Washington'a, Türkiye'nin Ermeni konusundaki bakış açısının anlatılması ve bu konu ile ilgili delegasyonlar gönderilmesi, lobi stratejilerinin etkili olarak kullanılması. İki ülke arasındaki üst düzey temaslara devam ederken, aynı zamanda, Türkiye ve Ermenistan arasında devam eden çalışmanın ve teknik komitelerin faaliyet alanının genişletilmesi.
Bölgesel istikrar ve Türk-Amerikan ilişkilerinin iyileştirilmesi için büyük önem taşıyan, Ermenistan ve Azerbaycan arasında Dağlık Karabağ sorununun çözümü için yapılacak işbirliğinin desteklenmesi. Sivil toplum inisiyatiflerinin desteklenerek, iki komşu ülke arasında uzun zamandır devam eden ihtilafın ve önyargıların üstesinden gelmeye çalışılması.”
EKONOMİK İLİŞKİLER
“İhmal edilen alan: ekonomik ilişkiler” konusunda, şunlar kaydedildi:
“ABD'ye Yönelik Öneriler: Türkiye'nin etraftaki bölgeleri küresel pazarlara entegre etme konusundaki rolünün altının çizilmesi. Bu sürecin iyi tasarlanmış programlarla desteklenmesi; ABD şirketlerinin, Türkiye'yi bölgenin pazarlarına açılan bir giriş kapısı olarak görmelerinin desteklenmesi; Türkiye'deki ve çevre pazarlardaki Türk ve Amerikan şirketleri arasındaki ortak girişimleri teşvik edecek programların geliştirilmesi.

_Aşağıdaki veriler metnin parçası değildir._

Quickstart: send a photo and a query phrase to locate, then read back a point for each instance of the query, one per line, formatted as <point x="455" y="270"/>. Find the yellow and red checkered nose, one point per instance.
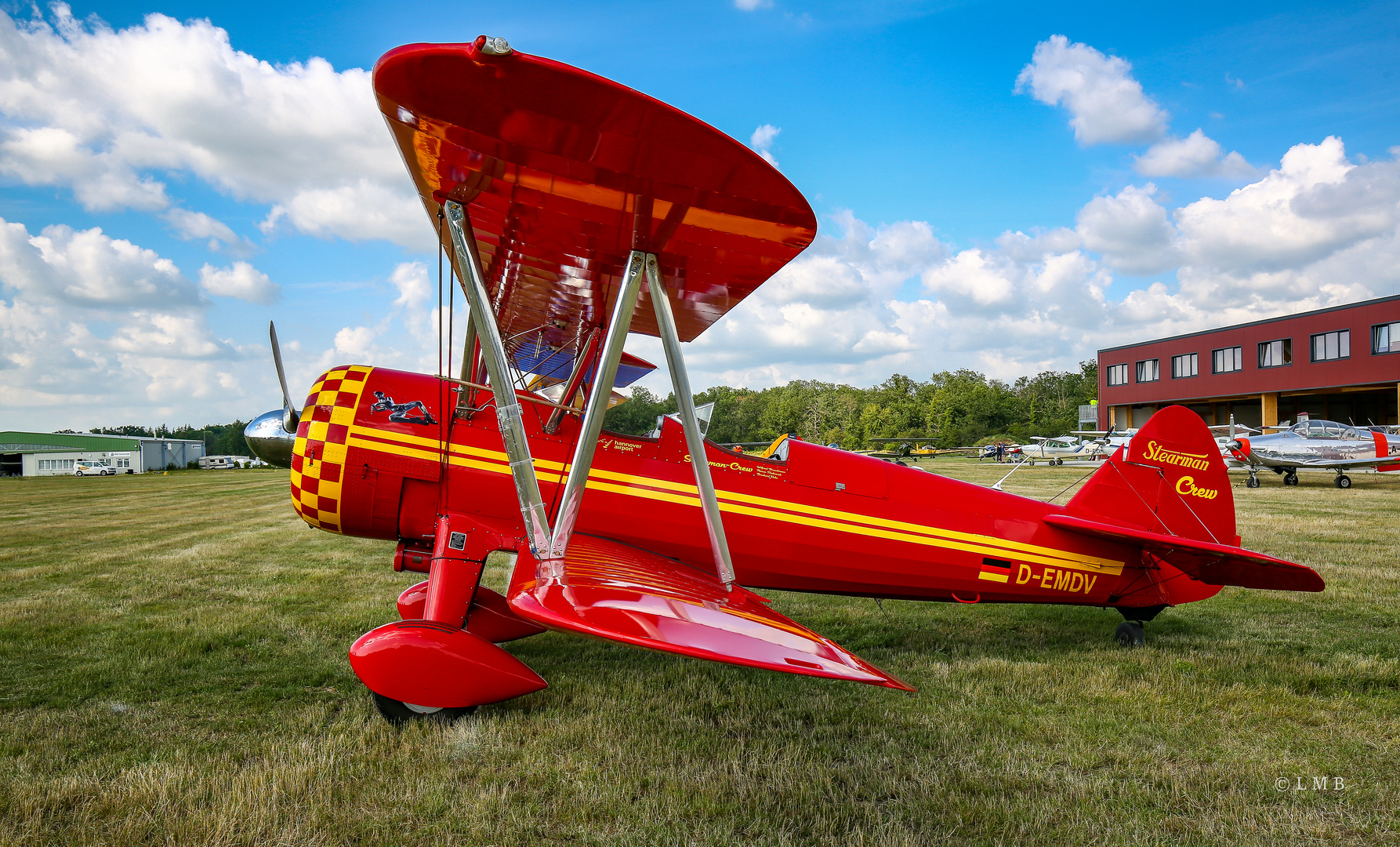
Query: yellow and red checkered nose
<point x="318" y="456"/>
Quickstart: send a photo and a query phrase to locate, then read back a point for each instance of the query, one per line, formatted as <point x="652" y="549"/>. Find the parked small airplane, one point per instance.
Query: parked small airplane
<point x="1061" y="449"/>
<point x="560" y="198"/>
<point x="1323" y="444"/>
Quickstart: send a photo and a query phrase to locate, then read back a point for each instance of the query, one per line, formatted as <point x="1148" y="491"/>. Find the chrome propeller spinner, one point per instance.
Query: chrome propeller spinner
<point x="272" y="434"/>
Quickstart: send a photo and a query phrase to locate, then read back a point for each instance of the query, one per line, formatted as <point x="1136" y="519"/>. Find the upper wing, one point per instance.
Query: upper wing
<point x="564" y="173"/>
<point x="625" y="594"/>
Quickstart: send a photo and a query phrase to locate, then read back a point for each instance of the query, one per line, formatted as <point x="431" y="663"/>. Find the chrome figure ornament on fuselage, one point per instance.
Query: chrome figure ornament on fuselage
<point x="1323" y="444"/>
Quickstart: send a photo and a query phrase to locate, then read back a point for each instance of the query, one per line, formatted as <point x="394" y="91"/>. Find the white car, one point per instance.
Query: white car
<point x="92" y="468"/>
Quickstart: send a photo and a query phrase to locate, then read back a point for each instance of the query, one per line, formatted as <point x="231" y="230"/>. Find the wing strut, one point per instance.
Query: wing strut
<point x="507" y="405"/>
<point x="575" y="380"/>
<point x="594" y="412"/>
<point x="549" y="547"/>
<point x="687" y="406"/>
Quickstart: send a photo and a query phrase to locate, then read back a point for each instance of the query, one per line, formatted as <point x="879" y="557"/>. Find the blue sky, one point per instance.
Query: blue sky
<point x="965" y="221"/>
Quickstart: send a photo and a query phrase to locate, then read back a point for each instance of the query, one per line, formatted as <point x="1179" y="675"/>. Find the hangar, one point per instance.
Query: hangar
<point x="55" y="454"/>
<point x="1341" y="363"/>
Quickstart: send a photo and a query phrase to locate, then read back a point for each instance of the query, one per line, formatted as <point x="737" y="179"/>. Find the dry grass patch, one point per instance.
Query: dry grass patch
<point x="172" y="653"/>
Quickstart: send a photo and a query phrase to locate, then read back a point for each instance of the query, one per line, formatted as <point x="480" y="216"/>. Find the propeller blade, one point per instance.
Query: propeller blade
<point x="290" y="417"/>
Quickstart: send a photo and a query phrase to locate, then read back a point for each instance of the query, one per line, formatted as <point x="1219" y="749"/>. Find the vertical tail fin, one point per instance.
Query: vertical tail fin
<point x="1170" y="479"/>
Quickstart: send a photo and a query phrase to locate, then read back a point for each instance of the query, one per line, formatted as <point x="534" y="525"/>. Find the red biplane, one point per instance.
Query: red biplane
<point x="575" y="210"/>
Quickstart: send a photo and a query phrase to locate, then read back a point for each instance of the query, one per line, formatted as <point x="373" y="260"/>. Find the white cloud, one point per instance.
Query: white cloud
<point x="1105" y="103"/>
<point x="87" y="269"/>
<point x="1318" y="231"/>
<point x="240" y="280"/>
<point x="192" y="226"/>
<point x="1131" y="231"/>
<point x="762" y="142"/>
<point x="1193" y="156"/>
<point x="105" y="111"/>
<point x="100" y="326"/>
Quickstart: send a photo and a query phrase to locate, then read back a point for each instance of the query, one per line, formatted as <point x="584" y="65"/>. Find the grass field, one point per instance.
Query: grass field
<point x="172" y="671"/>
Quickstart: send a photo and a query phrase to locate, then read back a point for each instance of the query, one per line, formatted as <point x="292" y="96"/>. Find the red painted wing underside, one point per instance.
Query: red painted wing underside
<point x="1211" y="563"/>
<point x="626" y="594"/>
<point x="564" y="173"/>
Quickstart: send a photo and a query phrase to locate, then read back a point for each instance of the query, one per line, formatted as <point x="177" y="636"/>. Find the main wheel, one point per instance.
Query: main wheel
<point x="1130" y="634"/>
<point x="399" y="713"/>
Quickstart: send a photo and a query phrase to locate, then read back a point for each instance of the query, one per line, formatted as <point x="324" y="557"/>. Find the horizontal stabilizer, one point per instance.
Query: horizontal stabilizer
<point x="1211" y="563"/>
<point x="625" y="594"/>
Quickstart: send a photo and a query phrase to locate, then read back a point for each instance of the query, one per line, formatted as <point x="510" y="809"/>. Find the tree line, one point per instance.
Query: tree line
<point x="958" y="408"/>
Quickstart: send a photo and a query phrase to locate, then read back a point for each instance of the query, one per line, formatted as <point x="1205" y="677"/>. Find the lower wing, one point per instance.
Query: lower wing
<point x="619" y="593"/>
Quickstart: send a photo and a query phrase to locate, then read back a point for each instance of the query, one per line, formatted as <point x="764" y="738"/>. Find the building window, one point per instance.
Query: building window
<point x="1385" y="338"/>
<point x="1332" y="345"/>
<point x="1227" y="360"/>
<point x="1184" y="365"/>
<point x="1275" y="354"/>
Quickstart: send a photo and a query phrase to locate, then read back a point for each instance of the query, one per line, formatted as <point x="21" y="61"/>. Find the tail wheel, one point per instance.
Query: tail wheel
<point x="1130" y="634"/>
<point x="399" y="713"/>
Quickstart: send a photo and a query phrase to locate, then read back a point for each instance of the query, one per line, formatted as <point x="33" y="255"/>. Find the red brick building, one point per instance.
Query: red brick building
<point x="1337" y="365"/>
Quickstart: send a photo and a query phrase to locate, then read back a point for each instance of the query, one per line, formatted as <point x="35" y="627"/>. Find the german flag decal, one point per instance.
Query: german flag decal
<point x="994" y="570"/>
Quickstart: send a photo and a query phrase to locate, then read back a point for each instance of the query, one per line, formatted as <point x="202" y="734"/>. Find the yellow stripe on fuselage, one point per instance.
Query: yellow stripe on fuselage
<point x="737" y="503"/>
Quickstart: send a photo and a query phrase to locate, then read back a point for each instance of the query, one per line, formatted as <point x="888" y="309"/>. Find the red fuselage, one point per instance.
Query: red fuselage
<point x="821" y="521"/>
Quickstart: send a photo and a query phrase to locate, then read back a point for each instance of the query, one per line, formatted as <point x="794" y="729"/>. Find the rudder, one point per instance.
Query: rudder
<point x="1170" y="479"/>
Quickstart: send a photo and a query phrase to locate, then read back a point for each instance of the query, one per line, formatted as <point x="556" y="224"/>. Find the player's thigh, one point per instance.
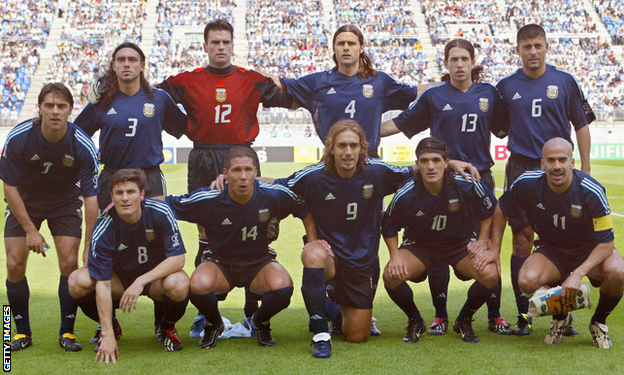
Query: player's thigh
<point x="208" y="278"/>
<point x="356" y="323"/>
<point x="67" y="250"/>
<point x="610" y="272"/>
<point x="17" y="255"/>
<point x="537" y="271"/>
<point x="415" y="269"/>
<point x="273" y="276"/>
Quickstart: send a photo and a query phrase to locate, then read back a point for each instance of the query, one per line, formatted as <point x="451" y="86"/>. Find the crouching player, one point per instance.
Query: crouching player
<point x="436" y="209"/>
<point x="240" y="222"/>
<point x="136" y="250"/>
<point x="569" y="211"/>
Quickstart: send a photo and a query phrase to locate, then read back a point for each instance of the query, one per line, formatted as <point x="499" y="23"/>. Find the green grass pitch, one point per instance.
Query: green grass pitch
<point x="141" y="354"/>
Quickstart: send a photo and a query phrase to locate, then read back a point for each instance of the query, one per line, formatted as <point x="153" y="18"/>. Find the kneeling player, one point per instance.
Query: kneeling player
<point x="434" y="208"/>
<point x="240" y="223"/>
<point x="136" y="250"/>
<point x="569" y="211"/>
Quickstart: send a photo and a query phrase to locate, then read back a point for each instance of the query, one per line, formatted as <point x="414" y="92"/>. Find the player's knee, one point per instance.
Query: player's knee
<point x="490" y="277"/>
<point x="314" y="256"/>
<point x="68" y="264"/>
<point x="358" y="336"/>
<point x="177" y="286"/>
<point x="80" y="283"/>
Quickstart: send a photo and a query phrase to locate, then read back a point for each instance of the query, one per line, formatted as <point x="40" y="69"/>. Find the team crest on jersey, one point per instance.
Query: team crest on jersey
<point x="148" y="110"/>
<point x="484" y="104"/>
<point x="150" y="235"/>
<point x="221" y="95"/>
<point x="68" y="161"/>
<point x="576" y="211"/>
<point x="368" y="191"/>
<point x="552" y="91"/>
<point x="273" y="229"/>
<point x="453" y="205"/>
<point x="263" y="215"/>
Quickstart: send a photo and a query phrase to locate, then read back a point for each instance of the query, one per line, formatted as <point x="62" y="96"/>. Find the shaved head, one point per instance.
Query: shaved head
<point x="558" y="164"/>
<point x="557" y="143"/>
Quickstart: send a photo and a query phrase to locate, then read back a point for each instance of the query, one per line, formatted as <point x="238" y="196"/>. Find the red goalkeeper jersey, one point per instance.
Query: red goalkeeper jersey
<point x="221" y="104"/>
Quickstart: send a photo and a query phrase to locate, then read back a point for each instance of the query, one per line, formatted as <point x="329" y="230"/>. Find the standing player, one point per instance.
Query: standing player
<point x="345" y="192"/>
<point x="542" y="100"/>
<point x="240" y="223"/>
<point x="131" y="116"/>
<point x="221" y="101"/>
<point x="351" y="90"/>
<point x="480" y="110"/>
<point x="433" y="207"/>
<point x="569" y="211"/>
<point x="136" y="250"/>
<point x="47" y="163"/>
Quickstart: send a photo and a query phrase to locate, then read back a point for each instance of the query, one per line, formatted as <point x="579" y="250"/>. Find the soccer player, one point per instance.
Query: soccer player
<point x="131" y="116"/>
<point x="542" y="101"/>
<point x="434" y="208"/>
<point x="221" y="101"/>
<point x="240" y="223"/>
<point x="353" y="89"/>
<point x="569" y="211"/>
<point x="345" y="192"/>
<point x="46" y="165"/>
<point x="136" y="250"/>
<point x="479" y="108"/>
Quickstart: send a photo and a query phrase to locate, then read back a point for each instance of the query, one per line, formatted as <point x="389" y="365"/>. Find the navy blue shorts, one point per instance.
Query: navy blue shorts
<point x="355" y="286"/>
<point x="63" y="221"/>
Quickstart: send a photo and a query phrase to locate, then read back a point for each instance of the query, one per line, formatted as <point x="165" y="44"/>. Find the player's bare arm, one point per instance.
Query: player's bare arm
<point x="34" y="239"/>
<point x="91" y="214"/>
<point x="572" y="284"/>
<point x="108" y="350"/>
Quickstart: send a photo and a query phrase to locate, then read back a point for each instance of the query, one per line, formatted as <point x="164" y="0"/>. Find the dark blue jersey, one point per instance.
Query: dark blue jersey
<point x="131" y="128"/>
<point x="331" y="96"/>
<point x="464" y="120"/>
<point x="442" y="220"/>
<point x="237" y="233"/>
<point x="347" y="212"/>
<point x="577" y="220"/>
<point x="542" y="109"/>
<point x="134" y="250"/>
<point x="49" y="174"/>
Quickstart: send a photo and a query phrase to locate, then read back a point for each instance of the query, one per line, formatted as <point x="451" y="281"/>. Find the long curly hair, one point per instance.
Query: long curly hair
<point x="433" y="143"/>
<point x="330" y="142"/>
<point x="475" y="74"/>
<point x="366" y="63"/>
<point x="109" y="80"/>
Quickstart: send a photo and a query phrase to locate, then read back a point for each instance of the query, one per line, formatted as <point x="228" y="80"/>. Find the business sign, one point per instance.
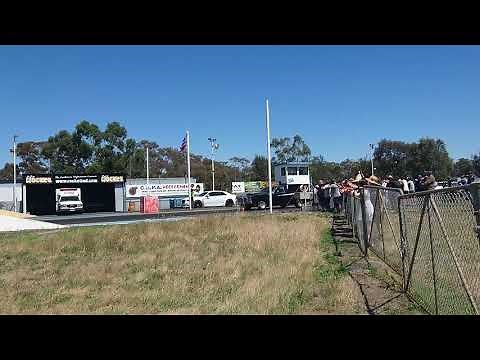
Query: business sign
<point x="133" y="191"/>
<point x="38" y="179"/>
<point x="238" y="187"/>
<point x="73" y="179"/>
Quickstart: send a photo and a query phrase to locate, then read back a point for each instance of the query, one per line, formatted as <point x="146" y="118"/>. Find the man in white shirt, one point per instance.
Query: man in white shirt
<point x="411" y="185"/>
<point x="405" y="186"/>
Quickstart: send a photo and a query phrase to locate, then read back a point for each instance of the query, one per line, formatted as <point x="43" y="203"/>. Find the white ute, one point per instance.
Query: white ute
<point x="211" y="199"/>
<point x="69" y="200"/>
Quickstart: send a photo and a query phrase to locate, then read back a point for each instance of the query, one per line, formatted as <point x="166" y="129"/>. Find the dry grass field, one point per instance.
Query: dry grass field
<point x="246" y="264"/>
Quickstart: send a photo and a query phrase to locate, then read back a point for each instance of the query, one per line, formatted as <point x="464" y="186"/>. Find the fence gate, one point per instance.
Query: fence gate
<point x="442" y="250"/>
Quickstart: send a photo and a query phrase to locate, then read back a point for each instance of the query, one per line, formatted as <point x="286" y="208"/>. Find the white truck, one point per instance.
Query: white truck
<point x="68" y="200"/>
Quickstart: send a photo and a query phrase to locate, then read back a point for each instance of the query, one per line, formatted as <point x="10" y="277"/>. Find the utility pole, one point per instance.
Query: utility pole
<point x="269" y="158"/>
<point x="214" y="147"/>
<point x="148" y="189"/>
<point x="371" y="155"/>
<point x="15" y="172"/>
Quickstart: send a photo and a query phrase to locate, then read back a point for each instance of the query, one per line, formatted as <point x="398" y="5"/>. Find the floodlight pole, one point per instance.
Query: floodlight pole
<point x="371" y="155"/>
<point x="15" y="172"/>
<point x="269" y="158"/>
<point x="214" y="146"/>
<point x="148" y="189"/>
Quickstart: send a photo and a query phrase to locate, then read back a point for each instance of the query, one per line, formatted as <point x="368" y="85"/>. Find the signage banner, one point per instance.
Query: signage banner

Türkiye'ye Yönelik Öneriler: Türk KOBİ'lerinin ABD iş kültürü ve ABD pazarının sunduğu ekonomik fırsatlar konusunda eğitilmesi; ABD'de daha fazla Türk girişiminin desteklenmesi; ABD ile artan ticaret ve yatırımla ilgilenilmesi için özel bir bölüm kurulması.
İki Tarafa da Yönelik Öneriler: İkili ekonomik ve ticari ilişkilere çok önemli bir rol yüklenmesi; İki ülkede de ortak ve kalıcı 'Ticaret ve Yatırım Destekleme Merkezleri' kurulması; Hazar ve Orta Asya enerji projelerine yeniden odaklanılması; Somut hedefler ve kesin tarihler belirlenerek, var olan komite ve platformların yeniden canlandırılması; iki ülkedeki önde gelen şirketlerin üst yöneticilerinden (CEO) oluşan bir üst düzey 'CEO Forum' düzenlenmesi; ABD'de okuyan çok sayıdaki Türk öğrenciden faydalanılması için programlar geliştirilmesi.”